ContinuumIO / cyberpandas

IP Address dtype and block for pandas
BSD 3-Clause "New" or "Revised" License
104 stars 23 forks source link

Is there any interest in supporting IPNetwork as well? #40

Open ddutt opened 5 years ago

ddutt commented 5 years ago

Hi,

I'm interested in IPNetwork as well. Is there any work being done on this already? If not, is there any interest in supporting it?

Thanks,

Dinesh

TomAugspurger commented 5 years ago

Seems like a reasonable feature. I don’t have any plans to work on it.

On Jun 18, 2019, at 12:09, Dinesh Dutt notifications@github.com wrote:

Hi,

I'm interested in IPNetwork as well. Is there any work being done on this already? If not, is there any interest in supporting it?

Thanks,

Dinesh

— You are receiving this because you are subscribed to this thread. Reply to this email directly, view it on GitHub, or mute the thread.

ddutt commented 5 years ago

Cool. Any recommendations on providing the pull request provided I get to doing it?

Dinesh

ddutt commented 5 years ago

It seems best to create a new type called IPNetworkArray rather than fiddle with IPArray. Would you agree?

TomAugspurger commented 5 years ago

Yes, a separate ExtensionDtype and ExtensionArray makes the most sense.

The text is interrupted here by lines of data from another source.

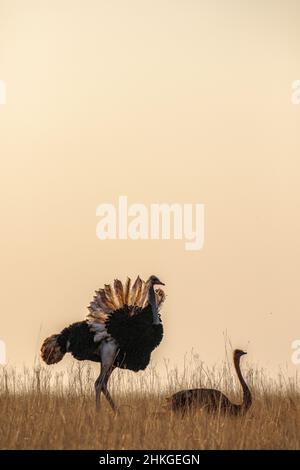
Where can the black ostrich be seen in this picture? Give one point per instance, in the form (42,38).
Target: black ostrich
(121,330)
(211,400)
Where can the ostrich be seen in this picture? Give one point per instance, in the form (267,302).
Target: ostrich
(213,400)
(122,328)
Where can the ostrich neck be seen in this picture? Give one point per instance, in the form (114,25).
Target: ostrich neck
(247,399)
(152,302)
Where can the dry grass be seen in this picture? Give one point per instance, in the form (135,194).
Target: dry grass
(41,409)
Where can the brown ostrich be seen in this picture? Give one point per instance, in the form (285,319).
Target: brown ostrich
(211,400)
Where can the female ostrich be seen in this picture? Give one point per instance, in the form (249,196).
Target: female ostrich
(122,328)
(213,400)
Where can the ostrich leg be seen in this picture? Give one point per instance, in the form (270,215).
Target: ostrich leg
(108,352)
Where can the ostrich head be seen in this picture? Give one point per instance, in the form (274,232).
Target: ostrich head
(238,353)
(154,281)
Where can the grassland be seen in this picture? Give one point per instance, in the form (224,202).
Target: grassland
(42,409)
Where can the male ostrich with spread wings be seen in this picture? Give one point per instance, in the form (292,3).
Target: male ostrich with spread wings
(122,328)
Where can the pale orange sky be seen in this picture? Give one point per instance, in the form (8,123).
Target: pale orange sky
(162,101)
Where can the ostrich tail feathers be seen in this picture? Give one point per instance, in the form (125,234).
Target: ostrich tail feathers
(51,351)
(116,296)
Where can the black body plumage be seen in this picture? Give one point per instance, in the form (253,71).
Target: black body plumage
(135,334)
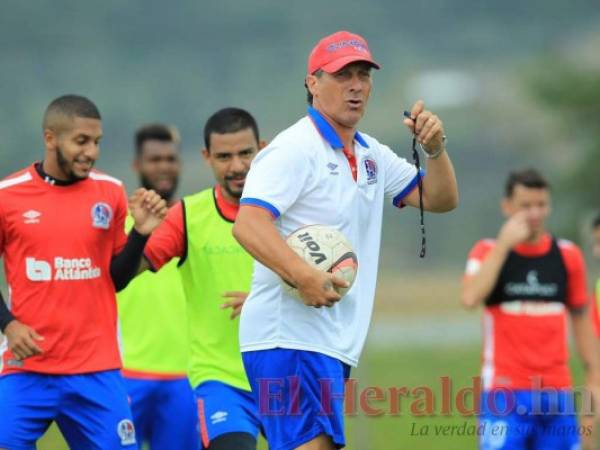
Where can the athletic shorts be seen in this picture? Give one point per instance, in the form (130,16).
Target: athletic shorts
(523,420)
(91,410)
(225,409)
(164,413)
(300,395)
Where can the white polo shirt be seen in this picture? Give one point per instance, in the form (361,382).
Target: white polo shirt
(304,178)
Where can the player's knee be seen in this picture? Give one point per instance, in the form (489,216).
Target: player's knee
(321,442)
(233,441)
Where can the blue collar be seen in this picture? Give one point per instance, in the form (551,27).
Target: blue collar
(328,132)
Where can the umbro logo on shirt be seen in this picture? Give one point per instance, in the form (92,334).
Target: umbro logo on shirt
(332,167)
(31,216)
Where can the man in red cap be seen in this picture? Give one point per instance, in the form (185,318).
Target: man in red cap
(297,354)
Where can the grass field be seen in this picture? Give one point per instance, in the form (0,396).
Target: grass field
(418,335)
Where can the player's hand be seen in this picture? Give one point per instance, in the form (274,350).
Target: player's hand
(148,210)
(428,127)
(318,288)
(236,302)
(514,231)
(22,340)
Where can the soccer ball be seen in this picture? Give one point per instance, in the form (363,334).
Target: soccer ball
(326,249)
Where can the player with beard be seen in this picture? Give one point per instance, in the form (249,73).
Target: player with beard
(152,318)
(216,274)
(62,235)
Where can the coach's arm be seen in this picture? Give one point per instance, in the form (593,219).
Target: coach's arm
(255,231)
(440,189)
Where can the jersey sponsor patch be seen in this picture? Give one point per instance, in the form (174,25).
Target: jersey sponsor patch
(126,432)
(101,215)
(371,169)
(531,287)
(64,269)
(31,216)
(218,417)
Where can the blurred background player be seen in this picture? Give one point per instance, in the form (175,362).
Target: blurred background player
(216,274)
(596,291)
(321,170)
(528,281)
(62,235)
(153,330)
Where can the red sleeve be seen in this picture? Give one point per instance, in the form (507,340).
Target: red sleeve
(577,295)
(2,239)
(476,256)
(594,314)
(168,240)
(120,236)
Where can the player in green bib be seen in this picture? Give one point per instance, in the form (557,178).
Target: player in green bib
(216,274)
(153,326)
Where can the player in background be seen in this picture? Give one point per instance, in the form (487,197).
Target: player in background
(596,290)
(215,271)
(321,170)
(62,236)
(529,282)
(154,337)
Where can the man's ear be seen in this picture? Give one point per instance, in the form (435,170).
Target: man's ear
(311,82)
(50,139)
(205,155)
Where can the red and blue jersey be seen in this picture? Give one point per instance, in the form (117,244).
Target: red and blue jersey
(57,243)
(525,340)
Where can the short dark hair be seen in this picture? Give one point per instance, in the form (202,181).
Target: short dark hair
(596,222)
(529,178)
(69,106)
(309,96)
(155,132)
(229,120)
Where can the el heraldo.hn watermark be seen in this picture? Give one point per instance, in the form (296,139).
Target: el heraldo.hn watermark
(284,396)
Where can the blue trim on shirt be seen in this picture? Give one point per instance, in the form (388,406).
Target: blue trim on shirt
(262,204)
(329,133)
(408,189)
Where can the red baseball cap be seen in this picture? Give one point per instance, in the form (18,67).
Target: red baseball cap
(337,50)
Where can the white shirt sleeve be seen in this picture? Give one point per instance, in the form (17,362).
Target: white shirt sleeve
(277,177)
(401,177)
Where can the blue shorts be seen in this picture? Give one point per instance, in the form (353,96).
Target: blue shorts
(164,413)
(225,409)
(522,420)
(91,410)
(300,395)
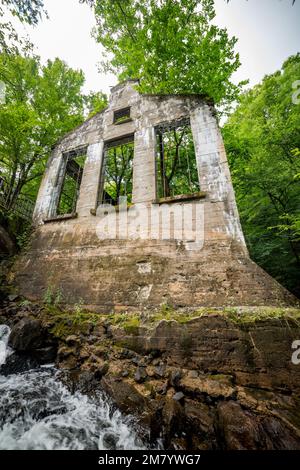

Will the storage be essentially the same? An ndarray with a record dtype for the hi and lo bits?

I think you'll want to inherit from NumPyBackedExtensionArrayMixin: https://github.com/ContinuumIO/cyberpandas/blob/master/cyberpandas/base.py. I wrote that as a prototype for pandas, so it's a bit convoluted, but may be useful.

I suspect you find some duplicate functionality with IPArray. I wouldn't worry about deduplicating things too much at first.

ddutt commented 5 years ago

I was planning to store the thing as a CIDR string, /prefixlen. Would that work? I haven't written an extensions to Pandas dtypes before.

TomAugspurger commented 5 years ago

Hmm I'm not sure. For performance on operations, IPArray stores elements as a 128-bit integer, split across two columns of a NumPy array. This gives us NumPy's fast performance for operations like isna(), is_ipv4(), masking, etc. I'm not sure if you could do those kind of operations on a string, (but again, I don't know much about networking so I may be missing something).

On Tue, Jun 18, 2019 at 1:15 PM Dinesh Dutt notifications@github.com wrote:

I was planning to store the thing as a CIDR string, /prefixlen. Would that work? I haven't written an extensions to Pandas dtypes before.

— You are receiving this because you commented. Reply to this email directly, view it on GitHub https://github.com/ContinuumIO/cyberpandas/issues/40?email_source=notifications&email_token=AAKAOIQIOMUPPOOYGPMRLODP3EQ5LA5CNFSM4HZCEBW2YY3PNVWWK3TUL52HS4DFVREXG43VMVBW63LNMVXHJKTDN5WW2ZLOORPWSZGODX7QE4A#issuecomment-503251568, or mute the thread https://github.com/notifications/unsubscribe-auth/AAKAOIRQ747C2OIUWHIXKU3P3EQ5LANCNFSM4HZCEBWQ .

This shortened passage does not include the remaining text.